Depuis quelques mois, le mot “oxymore” est assez tendance. Sur les blogs, dans la presse, même ma prof de chant l’a sorti la semaine dernière. Il faut dire qu’il est joli, ce mot. Oxymore… and more and more… Oxy-gène, oxydation, oxymore-sure, oxymore-de-rire, oxymore –y-Bond, James Bond… Bref.
Un oxymore est donc une proposition ou une locution composée de deux termes contradictoires. Grâce à cette contradiction l’un des deux termes est renforcé. En voici quelques exemples:
- la croissance négative
- un froid brûlant
- la force tranquille
- une douleur exquise
- les frappes chirurgicales
- le développement durable
Bien. Mais, un oxymore peut-il être paradoxal? En principe non puisque le paradoxe est une contradiction logique dans le raisonnement, et non une contradiction dans les termes utilisés.
Chinoisons un peu. L’expression “Un mutisme insonore” ne semble pas a priori être un oxymore. Ce serait plutôt une tautologie, soit une redondance, une répétition d’une même idée sous deux formes différentes.
Pourtant, en cherchant la petite bête on va découvrir une astuce. Dans le cas du mutisme insonore, il y a deux propositions négatives. La parole est un ensemble de sons. Le mutisme est une attitude caractérisée par l’absence de parole, donc de sons. L’adjectif insonore est également l’absence de sons. Comme deux proposition négatives s’annulent elle forment au final une proposition positive (moins par moins égale plus).

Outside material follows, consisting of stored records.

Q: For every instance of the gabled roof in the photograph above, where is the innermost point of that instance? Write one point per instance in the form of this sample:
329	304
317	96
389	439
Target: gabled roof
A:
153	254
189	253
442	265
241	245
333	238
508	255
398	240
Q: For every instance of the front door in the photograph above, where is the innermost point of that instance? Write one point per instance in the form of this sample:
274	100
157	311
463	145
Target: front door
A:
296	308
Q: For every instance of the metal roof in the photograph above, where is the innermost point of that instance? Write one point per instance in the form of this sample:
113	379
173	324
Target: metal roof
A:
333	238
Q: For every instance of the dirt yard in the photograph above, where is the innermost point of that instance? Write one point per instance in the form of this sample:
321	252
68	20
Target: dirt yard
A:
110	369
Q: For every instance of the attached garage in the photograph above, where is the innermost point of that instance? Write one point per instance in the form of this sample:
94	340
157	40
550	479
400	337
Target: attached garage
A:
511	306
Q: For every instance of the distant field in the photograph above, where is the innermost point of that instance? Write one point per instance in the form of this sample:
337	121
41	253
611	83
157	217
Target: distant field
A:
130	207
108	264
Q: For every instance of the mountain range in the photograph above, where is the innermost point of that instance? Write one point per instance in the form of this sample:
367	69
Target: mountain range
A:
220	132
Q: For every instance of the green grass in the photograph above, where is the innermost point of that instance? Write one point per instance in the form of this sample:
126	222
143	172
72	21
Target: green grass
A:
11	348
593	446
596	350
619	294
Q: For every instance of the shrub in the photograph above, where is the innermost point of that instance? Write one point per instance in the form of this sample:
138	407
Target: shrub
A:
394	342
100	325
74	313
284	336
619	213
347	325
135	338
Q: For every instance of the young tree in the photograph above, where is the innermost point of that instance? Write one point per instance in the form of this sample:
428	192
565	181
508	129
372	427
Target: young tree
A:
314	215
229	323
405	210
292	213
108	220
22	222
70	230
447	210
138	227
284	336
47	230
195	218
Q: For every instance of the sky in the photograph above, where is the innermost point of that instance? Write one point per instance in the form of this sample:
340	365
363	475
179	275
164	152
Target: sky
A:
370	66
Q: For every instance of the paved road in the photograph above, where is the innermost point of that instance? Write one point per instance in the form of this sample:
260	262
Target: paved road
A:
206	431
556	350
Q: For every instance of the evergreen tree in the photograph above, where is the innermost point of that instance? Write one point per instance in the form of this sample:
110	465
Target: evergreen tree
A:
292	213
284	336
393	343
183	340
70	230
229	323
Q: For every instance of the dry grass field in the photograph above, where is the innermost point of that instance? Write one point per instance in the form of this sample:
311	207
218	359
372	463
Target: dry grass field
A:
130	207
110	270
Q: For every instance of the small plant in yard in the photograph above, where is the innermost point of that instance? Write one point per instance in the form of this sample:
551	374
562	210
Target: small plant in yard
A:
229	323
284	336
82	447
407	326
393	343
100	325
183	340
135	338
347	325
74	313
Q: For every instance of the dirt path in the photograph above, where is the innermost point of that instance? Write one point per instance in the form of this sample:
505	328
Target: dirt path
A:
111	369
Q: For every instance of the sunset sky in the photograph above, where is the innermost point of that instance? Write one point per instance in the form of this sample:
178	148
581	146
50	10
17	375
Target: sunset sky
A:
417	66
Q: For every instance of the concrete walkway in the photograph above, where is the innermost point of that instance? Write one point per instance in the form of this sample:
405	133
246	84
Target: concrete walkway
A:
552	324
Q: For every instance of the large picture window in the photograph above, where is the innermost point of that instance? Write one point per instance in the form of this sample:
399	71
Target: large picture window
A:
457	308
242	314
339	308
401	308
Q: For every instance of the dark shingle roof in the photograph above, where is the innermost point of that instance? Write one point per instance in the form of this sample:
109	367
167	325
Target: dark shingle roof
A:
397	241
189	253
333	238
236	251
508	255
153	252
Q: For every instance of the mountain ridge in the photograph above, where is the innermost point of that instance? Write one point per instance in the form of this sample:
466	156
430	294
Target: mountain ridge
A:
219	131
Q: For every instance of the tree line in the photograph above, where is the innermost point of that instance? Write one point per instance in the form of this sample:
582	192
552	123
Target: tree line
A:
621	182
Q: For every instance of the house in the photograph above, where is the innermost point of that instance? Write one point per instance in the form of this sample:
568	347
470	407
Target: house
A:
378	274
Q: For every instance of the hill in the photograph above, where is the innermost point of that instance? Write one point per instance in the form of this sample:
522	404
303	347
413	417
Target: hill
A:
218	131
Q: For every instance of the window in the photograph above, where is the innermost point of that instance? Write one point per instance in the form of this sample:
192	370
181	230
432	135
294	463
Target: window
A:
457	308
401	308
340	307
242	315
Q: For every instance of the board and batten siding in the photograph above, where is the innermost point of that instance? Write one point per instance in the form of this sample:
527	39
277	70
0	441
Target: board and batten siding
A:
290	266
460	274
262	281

On aboutit alors à une nouvelle idée: un mutisme insonore est bruyant. Par cette astuce le mutisme insonore devient un oxymore.
Si donc on affirme: “le mutisme insonore est bruyant”, on est maintenant devant un paradoxe, soit une contradiction logique sans solution. A moins que quelqu'un ne trouve une faille?
Commentaires
Le développement durable ne me semble pas à proprement parler un oxymore, ni la frappe chirurgicale, mais bref...
La faille est dans les définitions que vous choisissez de vos prémisses :
vous définissez le mutisme comme l'absence de sons et choisissez, comme par hasard, la même définition pour insonore.
Hors le mutisme est, comme vous sembliez vouloir commencer par le définir, une absence de parole. Et il y a des muets sacrément bruyants, l'un n'empêche pas l'autre.
D'autre part, en mathématiques la double négation s'annule pour la multiplication, pas pour l'addition. Personnellement, je dirais que les qualificatifs en langue française s'additionnent plus souvent qu'ils ne se multiplient : la grande maison bleue est grande plus bleue, pas grandement bleue... Deuxième faille.
Autre exemple : les appartements bon marchés sont rares, hors ce qui est rare est cher, donc les appartements bon marchés sont chers. Mauvaises définitions des prémisses.
Plus il y de fromage, plus il y a de trous, hors plus il y a de trous, moins il y a de fromage, donc plus il y a de fromage moins il y a de fromage. Mauvaise définition du mot plus, utilisé à tort de manière identique pour la part relative et la part absolue.
M'enfin, ces syllogismes mal construits apparaissent si souvent dans les discours argumentaires des politiciens qu'avec un peu de concentration, la lecture d'un peu d'algèbre de Boole et un intérêt pour les vrais paradoxes, tout un chacun peut améliorer ses capacités à démystifier certaines erreurs.
Greg, j'adore votre démonstration! J'étais devant ce thème que j'avais envie de traiter depuis longtemps, et j'en voyais les trous sans pouvoir les nommer. Pour tout dire, c'est le titre que j'aimais, je le trouvais presque poétique. J'ai donc tenté d'en faire quelque chose que je sentais filer sous mon clavier. J'avais bien conscience de mélanger des notions et c'était un plaisir de le faire sans savoir où j'arriverais, ni même si j'arriverais quelque part.
Je suis bien content que vous ayez pris le temps de démonter mon propos, et de manière fort intelligente! Merci.